Cosmic variation of proton-to-electron mass ratio with an interacting Higgs scalar field

Abstract

ABSTRACT We discuss that it is quite possible to realize the smooth transition of the universe between a matter/radiation-dominated deceleration and a dark-energy-dominated acceleration, even with a variation of proton-to-electron mass ratio μ. The variation is incorporated into the theory of gravity using a cosmological Higgs scalar field with a non-trivial and self-interaction potential, leading to a varying Higgs vacuum expectation value (VEV). This matches well with the data from molecular absorption spectra of a series of Quasars.

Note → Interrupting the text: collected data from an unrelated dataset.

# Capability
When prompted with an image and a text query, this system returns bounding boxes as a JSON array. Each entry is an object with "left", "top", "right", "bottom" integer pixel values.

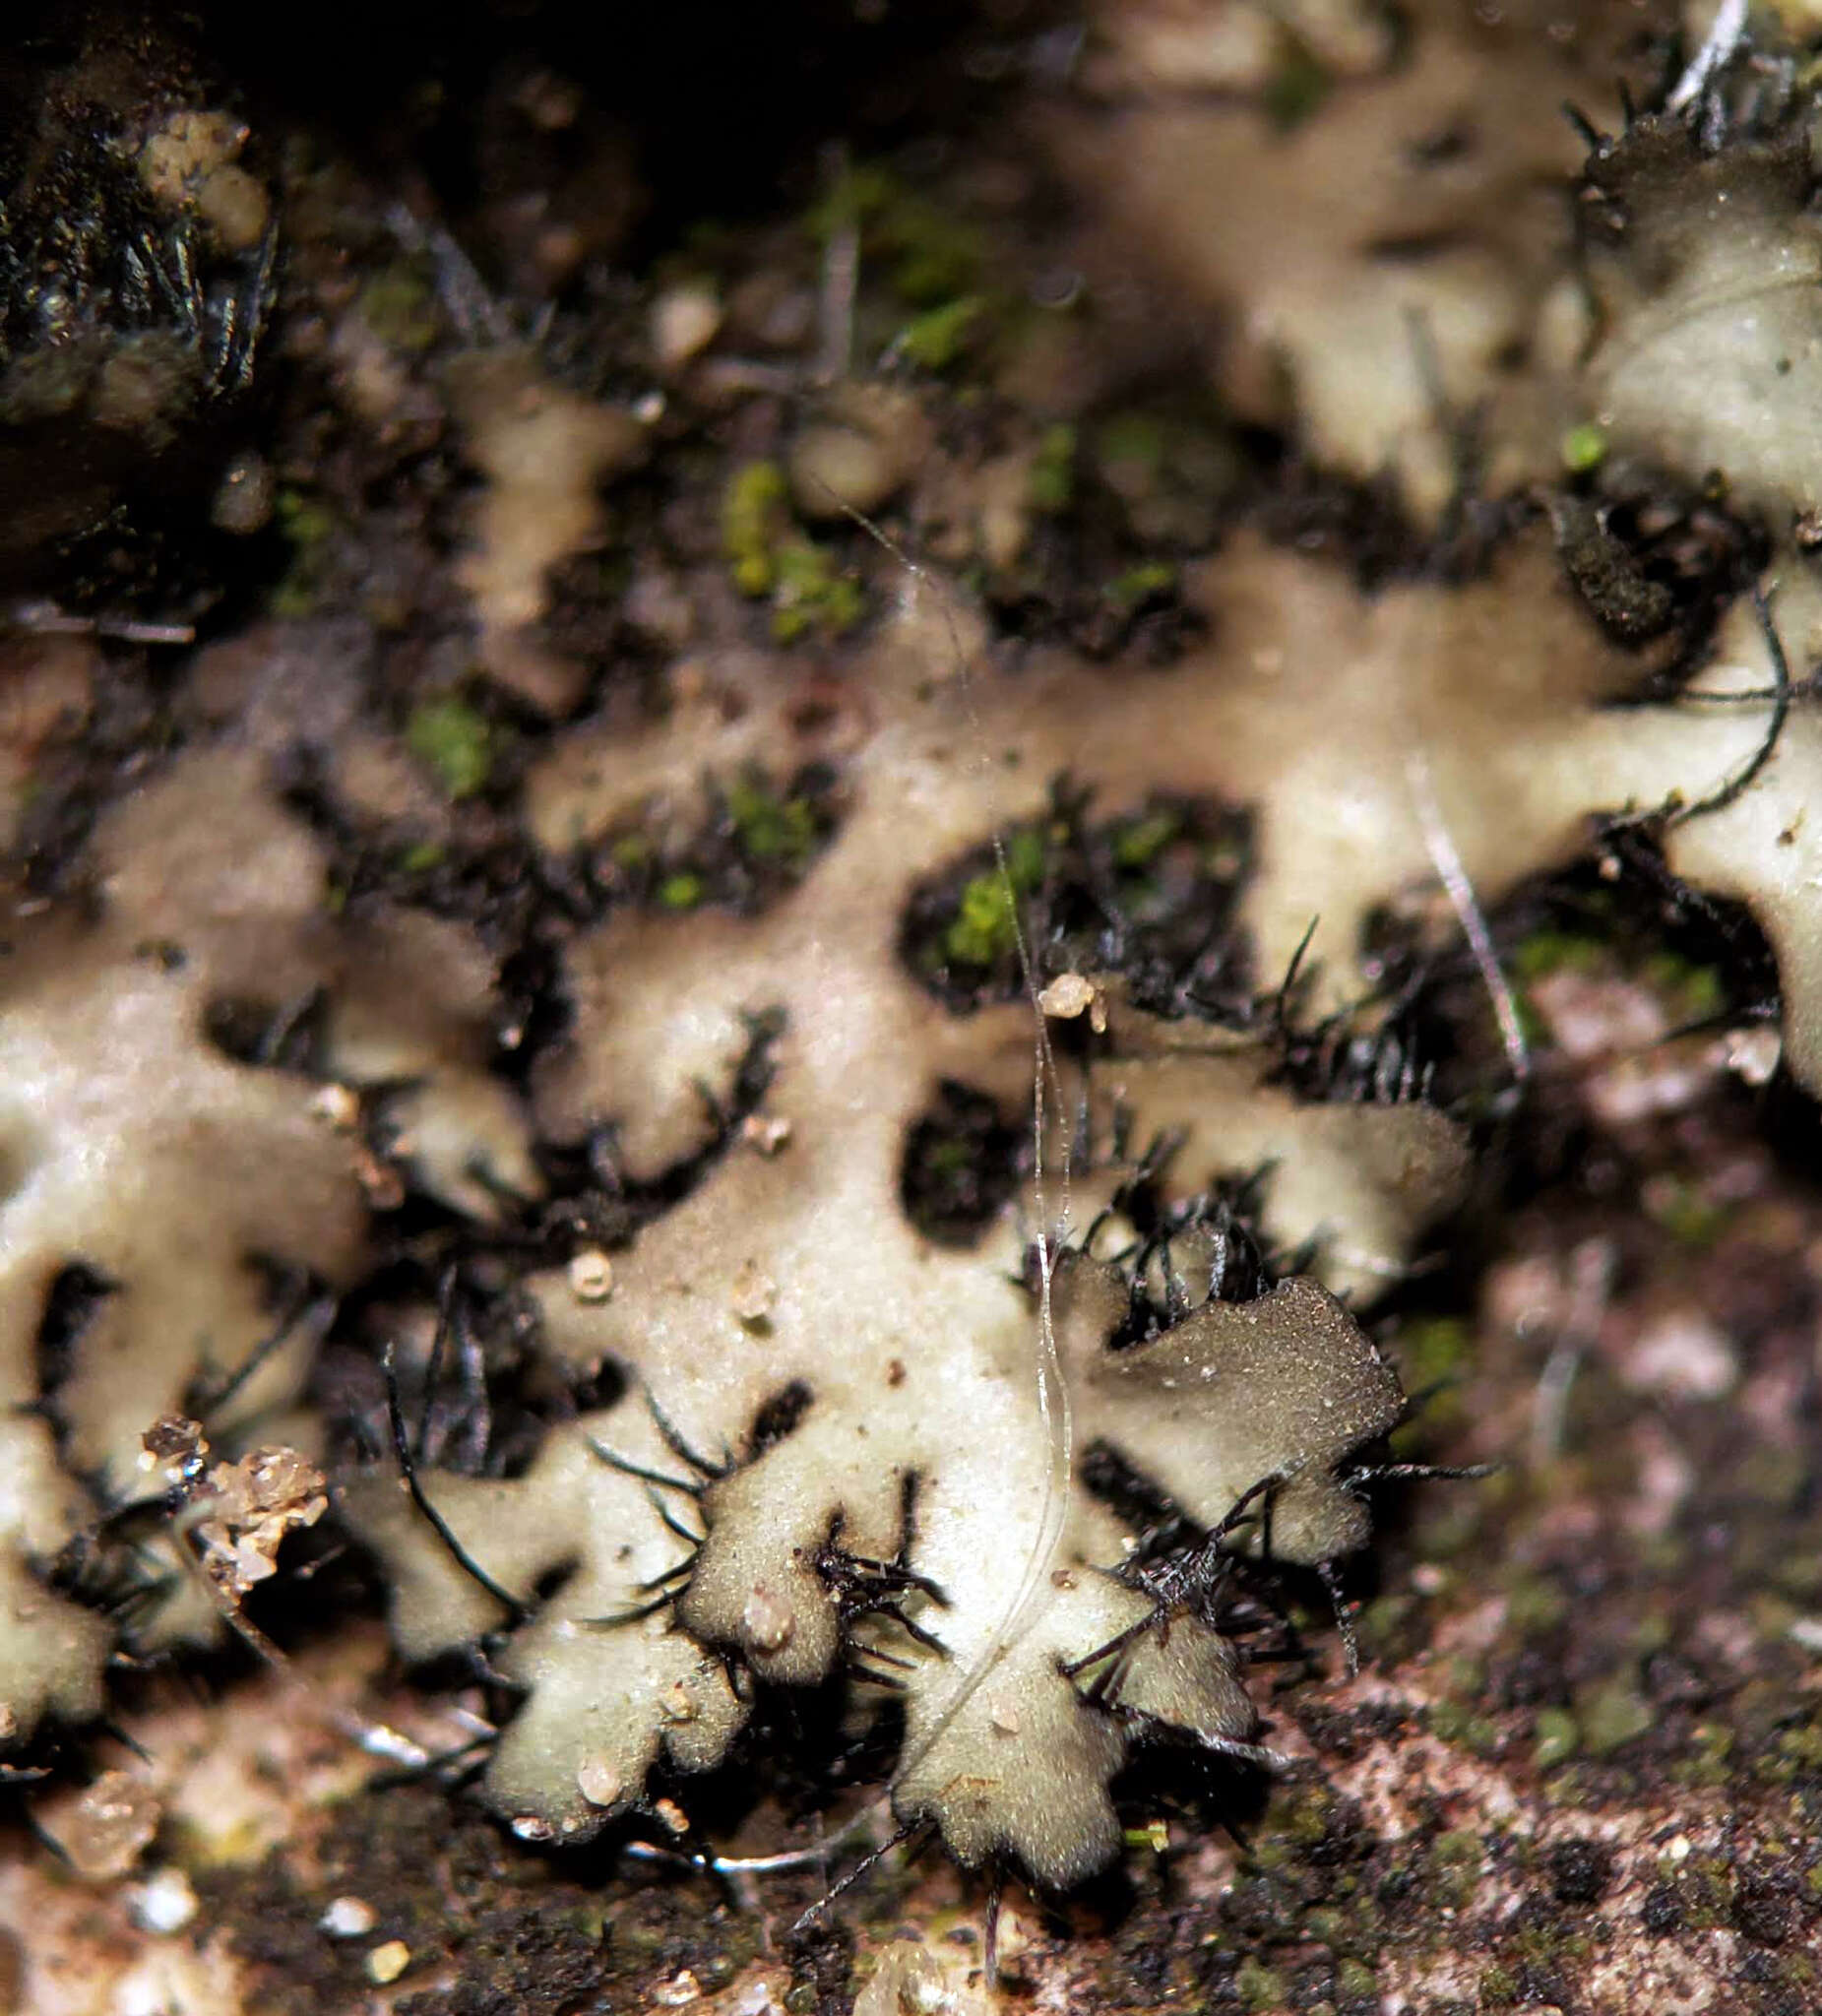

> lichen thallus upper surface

[
  {"left": 19, "top": 7, "right": 1822, "bottom": 1977},
  {"left": 346, "top": 557, "right": 1475, "bottom": 1889}
]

In comparison with late-time cosmology, an observational consistency is reached using a Markov chain Monte Carlo simulation and JLA + OHD + BAO data sets. We find that the the pattern of variation is embedded within the evolving equation of state (EOS) of the scalar Dark Energy/Matter components, but leaves negligible trace on the effective EOS of the system. We discuss three cases of scalar extended theory of gravity, (a) a minimally coupled scalar, (b) a non-minimally coupled scalar, and (c) a generalized Brans–Dicke set-up. We also give a toy model of a unified cosmic history from inflation to the present era and discuss how the Higg VEV might have changed as a function of look-back time.